In a tragic reminder of the many downsides to rapid-fire global communication, one poorly made YouTube video has gone viral in the Middle East and may have resulted in protests that killed four Americans in Libya on Tuesday.
It was in California that Sam Bacile, who said he was a 56-year-old Israeli with a day job in real estate, assembled the cast and cameras to produce a movie called "Innocence of Muslims."
A trailer of the film, posted to YouTube in July, led to violent protests on Tuesday in Cairo, Egypt, and Benghazi, Libya.
In Cairo, demonstrators entered the facilities of the U.S. Embassy, destroyed an American flag and staged a sit-in. Benghazi saw a more violent attack against an American Consulate, involving rocket-propelled grenades. Four Americans were killed, including U.S. Ambassador to Libya John Christopher Stevens.
Bacile's film follows the life of Muhammad, the prophet of Allah, according to Islam. Any portrayals of the prophet are strictly forbidden, making the film inherently blasphemous to Muslims.
But "Innocence of Muslims" goes much further than that. It depicts Muhammad in the most insulting terms; he is portrayed by turns as foolish, murderous, lecherous, nonsensical and corrupt.
Even the Quran itself is insulted when a would-be author tells Muhammad's wife, Khadija, that he will "make a book for [Muhammad]. It will be a mix between some versions from the Torah and some versions from the New Testament and mix them into false verses."
The film's jokes range from caustic, to obscure, to inane. In one scene, an old woman asks why Allah is "such an oppressor and so unfair to the people" before she is torn apart by donkeys. In another, Muhammad laughingly confirms rumors that he is homosexual.
The two-hour movie cost about $5 million to produce, and it was partly financed by sympathetic donors. This is an astounding amount, considering that the film itself appears awfully slapdash, as is evident in the trailer. The desert landscapes are copy-pasted behind poorly costumed characters. The dialogue is stilted, and voices are briefly -- and poorly -- overdubbed at various occasions. In the trailer's last scene, the actor portraying Muhammad is covered in fake blood, wildly swinging a sword as computer-generated fire engulfs the screen.
Bacile reportedly went into hiding on Tuesday -- that's before it was officially confirmed that four Americans had died. But in statements to the Associated Press, he did not regret posting the YouTube trailer and maintained his belief that Islam "is a cancer."
"This is a political movie," he added. "The U.S. lost a lot of money and a lot of wars in Iraq and Afghanistan, but we're fighting with ideas."
And those ideas have cost lives on all sides.
Blasphemy accusations are a dangerous game, as we have seen in Afghanistan, where the accidental incineration of religious texts this February resulted in protests and attacks that killed at least 40 Afghans and Americans; or in Pakistan last month, when a young Christian girl was arrested for allegedly burning a Quran, causing hundreds in her community to flee their homes in fear of retaliation; or in the famous case of 2005, when a Danish cartoonist's depiction of Muhammad caused protests across the Middle East that killed at least 100 people.

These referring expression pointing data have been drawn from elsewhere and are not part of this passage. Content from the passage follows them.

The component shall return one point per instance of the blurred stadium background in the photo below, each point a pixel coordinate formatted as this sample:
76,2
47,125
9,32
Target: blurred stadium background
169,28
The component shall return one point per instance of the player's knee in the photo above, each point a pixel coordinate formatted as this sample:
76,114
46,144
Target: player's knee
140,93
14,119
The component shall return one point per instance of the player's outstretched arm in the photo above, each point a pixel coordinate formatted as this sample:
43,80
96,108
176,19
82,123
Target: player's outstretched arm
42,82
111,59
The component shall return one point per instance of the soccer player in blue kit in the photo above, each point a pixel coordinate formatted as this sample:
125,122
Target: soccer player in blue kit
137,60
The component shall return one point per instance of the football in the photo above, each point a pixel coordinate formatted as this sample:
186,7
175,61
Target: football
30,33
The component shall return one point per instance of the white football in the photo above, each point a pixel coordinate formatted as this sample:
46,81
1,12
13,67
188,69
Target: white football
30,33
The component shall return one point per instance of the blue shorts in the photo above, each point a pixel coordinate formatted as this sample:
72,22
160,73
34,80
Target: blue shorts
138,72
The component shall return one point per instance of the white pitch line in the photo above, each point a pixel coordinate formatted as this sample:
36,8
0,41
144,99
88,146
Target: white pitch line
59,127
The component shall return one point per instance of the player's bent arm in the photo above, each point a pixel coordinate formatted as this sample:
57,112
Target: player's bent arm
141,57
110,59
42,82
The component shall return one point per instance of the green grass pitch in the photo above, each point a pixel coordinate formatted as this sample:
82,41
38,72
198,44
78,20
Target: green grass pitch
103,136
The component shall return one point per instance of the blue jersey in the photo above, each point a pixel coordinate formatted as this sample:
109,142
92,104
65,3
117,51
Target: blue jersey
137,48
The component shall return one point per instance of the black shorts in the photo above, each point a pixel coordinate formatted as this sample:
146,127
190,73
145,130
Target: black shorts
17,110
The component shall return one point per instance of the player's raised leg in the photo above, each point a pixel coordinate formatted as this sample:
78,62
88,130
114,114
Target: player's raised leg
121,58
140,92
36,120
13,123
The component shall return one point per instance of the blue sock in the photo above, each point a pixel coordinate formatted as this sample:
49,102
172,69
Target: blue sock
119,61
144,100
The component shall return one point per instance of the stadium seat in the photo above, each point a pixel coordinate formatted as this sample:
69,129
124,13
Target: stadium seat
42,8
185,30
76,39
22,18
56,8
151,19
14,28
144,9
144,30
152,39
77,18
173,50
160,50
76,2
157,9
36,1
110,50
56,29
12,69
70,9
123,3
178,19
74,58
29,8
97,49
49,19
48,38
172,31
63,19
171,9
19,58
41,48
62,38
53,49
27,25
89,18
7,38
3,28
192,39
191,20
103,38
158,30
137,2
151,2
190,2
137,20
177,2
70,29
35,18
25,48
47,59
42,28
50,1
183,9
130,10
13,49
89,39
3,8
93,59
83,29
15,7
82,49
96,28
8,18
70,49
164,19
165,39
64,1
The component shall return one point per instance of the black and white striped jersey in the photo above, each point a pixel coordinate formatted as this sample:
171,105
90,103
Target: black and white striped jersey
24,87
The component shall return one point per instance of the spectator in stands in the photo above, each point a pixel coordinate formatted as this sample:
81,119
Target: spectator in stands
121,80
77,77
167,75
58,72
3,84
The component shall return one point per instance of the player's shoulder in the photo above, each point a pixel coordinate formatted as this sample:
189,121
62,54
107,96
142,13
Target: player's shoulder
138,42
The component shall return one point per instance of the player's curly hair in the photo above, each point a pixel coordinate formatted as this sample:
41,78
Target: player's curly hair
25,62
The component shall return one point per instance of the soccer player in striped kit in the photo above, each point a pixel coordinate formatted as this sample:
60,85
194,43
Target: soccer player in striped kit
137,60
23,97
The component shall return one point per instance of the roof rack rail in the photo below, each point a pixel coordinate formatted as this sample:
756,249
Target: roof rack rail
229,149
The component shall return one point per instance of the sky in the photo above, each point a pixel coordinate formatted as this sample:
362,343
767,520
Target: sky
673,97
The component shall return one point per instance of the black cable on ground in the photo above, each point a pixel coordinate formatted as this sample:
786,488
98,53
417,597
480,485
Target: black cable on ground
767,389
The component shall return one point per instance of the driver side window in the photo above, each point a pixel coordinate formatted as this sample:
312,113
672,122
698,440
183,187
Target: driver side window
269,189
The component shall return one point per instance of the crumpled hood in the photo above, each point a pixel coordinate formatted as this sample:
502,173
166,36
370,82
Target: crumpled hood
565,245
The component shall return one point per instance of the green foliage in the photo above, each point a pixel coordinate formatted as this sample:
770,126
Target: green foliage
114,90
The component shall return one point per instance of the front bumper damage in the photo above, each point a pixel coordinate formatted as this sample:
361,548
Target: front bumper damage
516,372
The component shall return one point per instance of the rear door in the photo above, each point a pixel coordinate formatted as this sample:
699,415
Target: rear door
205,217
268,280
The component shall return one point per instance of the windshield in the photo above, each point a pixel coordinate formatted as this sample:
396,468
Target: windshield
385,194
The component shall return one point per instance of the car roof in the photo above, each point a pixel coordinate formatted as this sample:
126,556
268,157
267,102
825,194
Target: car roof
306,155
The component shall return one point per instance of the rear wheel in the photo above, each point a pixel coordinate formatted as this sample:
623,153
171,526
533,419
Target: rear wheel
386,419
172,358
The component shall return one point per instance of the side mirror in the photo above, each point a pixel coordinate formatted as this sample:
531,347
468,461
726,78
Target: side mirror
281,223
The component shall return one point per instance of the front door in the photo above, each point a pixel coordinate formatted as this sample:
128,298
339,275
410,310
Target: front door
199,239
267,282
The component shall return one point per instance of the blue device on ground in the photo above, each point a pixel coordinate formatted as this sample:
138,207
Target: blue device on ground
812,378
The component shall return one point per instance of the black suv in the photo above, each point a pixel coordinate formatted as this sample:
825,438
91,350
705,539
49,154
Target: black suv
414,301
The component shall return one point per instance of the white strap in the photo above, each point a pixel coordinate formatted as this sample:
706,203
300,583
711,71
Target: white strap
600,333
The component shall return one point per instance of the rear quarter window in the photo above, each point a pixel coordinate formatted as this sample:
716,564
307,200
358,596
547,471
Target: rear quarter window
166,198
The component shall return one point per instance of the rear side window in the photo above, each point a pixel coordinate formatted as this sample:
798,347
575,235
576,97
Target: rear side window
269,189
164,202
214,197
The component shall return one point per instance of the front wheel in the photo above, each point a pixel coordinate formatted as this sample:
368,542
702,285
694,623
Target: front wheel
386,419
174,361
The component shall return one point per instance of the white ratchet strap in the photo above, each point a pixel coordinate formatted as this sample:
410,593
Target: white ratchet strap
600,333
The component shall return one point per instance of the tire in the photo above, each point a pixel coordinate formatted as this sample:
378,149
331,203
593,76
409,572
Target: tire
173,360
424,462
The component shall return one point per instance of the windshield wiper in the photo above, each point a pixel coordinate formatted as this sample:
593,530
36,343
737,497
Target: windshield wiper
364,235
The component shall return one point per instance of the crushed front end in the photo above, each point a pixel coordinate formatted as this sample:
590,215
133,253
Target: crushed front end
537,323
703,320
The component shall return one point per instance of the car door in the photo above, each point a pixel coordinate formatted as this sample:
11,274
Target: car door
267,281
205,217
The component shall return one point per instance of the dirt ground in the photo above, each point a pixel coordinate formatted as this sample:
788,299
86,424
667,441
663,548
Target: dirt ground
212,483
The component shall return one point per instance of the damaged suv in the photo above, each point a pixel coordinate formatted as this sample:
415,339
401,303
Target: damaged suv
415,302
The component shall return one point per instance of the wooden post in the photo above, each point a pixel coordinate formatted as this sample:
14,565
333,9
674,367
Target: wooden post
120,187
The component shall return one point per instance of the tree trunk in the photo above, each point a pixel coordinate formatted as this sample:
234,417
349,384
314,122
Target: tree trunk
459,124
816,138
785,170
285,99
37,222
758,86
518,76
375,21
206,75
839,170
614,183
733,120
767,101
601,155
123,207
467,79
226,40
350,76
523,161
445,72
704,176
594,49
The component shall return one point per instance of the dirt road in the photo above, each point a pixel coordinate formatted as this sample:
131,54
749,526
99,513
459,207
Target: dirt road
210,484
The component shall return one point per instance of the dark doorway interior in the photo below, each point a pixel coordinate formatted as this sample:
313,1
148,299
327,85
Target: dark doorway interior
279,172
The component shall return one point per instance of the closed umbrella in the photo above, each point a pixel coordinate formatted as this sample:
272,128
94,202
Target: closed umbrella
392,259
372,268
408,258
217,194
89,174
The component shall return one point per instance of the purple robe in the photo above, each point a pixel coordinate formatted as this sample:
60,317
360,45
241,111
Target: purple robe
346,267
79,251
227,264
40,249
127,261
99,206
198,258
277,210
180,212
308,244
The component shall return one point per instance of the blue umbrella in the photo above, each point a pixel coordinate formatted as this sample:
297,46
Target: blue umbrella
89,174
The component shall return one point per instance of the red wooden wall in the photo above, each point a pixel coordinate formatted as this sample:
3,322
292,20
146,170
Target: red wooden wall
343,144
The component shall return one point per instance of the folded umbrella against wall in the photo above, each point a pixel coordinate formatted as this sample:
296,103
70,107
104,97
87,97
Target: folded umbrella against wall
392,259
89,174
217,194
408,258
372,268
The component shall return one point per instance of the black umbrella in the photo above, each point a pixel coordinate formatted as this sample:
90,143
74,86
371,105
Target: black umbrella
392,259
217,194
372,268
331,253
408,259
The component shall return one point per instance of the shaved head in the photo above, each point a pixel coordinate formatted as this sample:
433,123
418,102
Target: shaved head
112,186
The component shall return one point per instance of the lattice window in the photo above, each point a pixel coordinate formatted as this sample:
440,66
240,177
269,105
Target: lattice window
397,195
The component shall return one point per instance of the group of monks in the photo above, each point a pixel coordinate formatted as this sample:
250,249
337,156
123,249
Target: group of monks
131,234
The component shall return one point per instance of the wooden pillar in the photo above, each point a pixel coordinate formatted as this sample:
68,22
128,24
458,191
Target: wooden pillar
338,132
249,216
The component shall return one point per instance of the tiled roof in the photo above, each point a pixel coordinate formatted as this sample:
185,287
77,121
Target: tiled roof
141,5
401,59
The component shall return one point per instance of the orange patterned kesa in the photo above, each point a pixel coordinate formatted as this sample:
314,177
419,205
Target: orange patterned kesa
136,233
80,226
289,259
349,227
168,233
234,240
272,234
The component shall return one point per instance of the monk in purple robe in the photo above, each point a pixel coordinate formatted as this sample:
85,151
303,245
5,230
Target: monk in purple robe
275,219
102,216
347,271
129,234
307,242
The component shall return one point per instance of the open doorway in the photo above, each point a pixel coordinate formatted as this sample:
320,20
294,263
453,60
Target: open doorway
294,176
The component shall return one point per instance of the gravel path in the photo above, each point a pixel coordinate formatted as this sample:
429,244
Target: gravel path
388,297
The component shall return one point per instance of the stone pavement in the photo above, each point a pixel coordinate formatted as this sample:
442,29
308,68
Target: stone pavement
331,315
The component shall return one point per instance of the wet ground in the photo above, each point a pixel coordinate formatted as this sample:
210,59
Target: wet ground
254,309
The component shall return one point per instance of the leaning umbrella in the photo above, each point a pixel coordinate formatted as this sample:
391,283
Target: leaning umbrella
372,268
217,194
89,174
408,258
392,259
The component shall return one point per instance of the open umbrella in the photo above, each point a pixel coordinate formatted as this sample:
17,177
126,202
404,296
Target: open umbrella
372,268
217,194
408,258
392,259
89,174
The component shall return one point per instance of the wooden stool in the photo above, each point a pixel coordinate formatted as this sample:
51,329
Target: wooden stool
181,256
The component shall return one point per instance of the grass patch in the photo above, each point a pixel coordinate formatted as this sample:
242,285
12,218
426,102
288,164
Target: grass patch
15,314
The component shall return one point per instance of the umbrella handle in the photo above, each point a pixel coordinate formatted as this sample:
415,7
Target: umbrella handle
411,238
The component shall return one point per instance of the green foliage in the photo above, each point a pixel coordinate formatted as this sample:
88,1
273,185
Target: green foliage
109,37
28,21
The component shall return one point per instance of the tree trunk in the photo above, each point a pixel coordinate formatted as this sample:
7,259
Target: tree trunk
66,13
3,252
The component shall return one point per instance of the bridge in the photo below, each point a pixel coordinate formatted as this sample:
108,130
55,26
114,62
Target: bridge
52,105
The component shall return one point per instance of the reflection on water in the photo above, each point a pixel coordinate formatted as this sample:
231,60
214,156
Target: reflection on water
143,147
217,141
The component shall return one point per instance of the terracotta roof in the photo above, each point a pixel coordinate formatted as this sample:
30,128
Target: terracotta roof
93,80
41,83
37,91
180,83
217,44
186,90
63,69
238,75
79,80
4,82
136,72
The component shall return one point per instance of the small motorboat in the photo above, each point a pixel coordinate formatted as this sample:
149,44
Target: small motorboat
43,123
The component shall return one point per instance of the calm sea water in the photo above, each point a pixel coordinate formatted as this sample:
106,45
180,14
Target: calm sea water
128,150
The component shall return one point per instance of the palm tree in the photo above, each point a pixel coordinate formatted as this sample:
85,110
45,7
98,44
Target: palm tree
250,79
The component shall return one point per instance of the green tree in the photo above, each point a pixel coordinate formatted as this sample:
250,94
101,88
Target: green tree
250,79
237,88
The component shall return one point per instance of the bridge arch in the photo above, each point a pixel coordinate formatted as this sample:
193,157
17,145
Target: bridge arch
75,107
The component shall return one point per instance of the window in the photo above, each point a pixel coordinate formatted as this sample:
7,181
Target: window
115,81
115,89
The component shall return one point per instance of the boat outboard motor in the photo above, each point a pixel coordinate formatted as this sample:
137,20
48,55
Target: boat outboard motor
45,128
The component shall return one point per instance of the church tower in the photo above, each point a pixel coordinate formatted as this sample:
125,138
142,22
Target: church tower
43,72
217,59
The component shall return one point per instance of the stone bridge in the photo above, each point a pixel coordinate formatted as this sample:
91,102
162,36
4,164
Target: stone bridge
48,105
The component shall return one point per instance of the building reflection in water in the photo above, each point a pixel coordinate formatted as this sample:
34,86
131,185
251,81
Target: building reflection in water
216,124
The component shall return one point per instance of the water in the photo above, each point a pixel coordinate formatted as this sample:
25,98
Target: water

In an environment like this, and especially as the United States struggles to establish new diplomatic relationships with quickly changing societies all across the Middle East, Bacile's decision to produce a provocative anti-Islam video was both reckless and foolish.
Bacile was not the one to carry out the attacks against the American Embassy in Benghazi; he is not responsible for the deaths of four Americans on Tuesday. But his actions will complicate the ongoing efforts of Stevens' peers, diplomats from Western countries and others, as they work to establish a peaceful presence in the burgeoning democracies of Northern Africa and the Middle East.
U.S. President Barack Obama said as much in his official statement, released on Wednesday.
"While the United States rejects efforts to denigrate the religious beliefs of others, we must all unequivocally oppose the kind of senseless violence that took the lives of these public servants," it said.
"The brave Americans we lost represent the extraordinary service and sacrifices that our civilians make every day around the globe. As we stand united with their families, let us now redouble our own efforts to carry their work forward."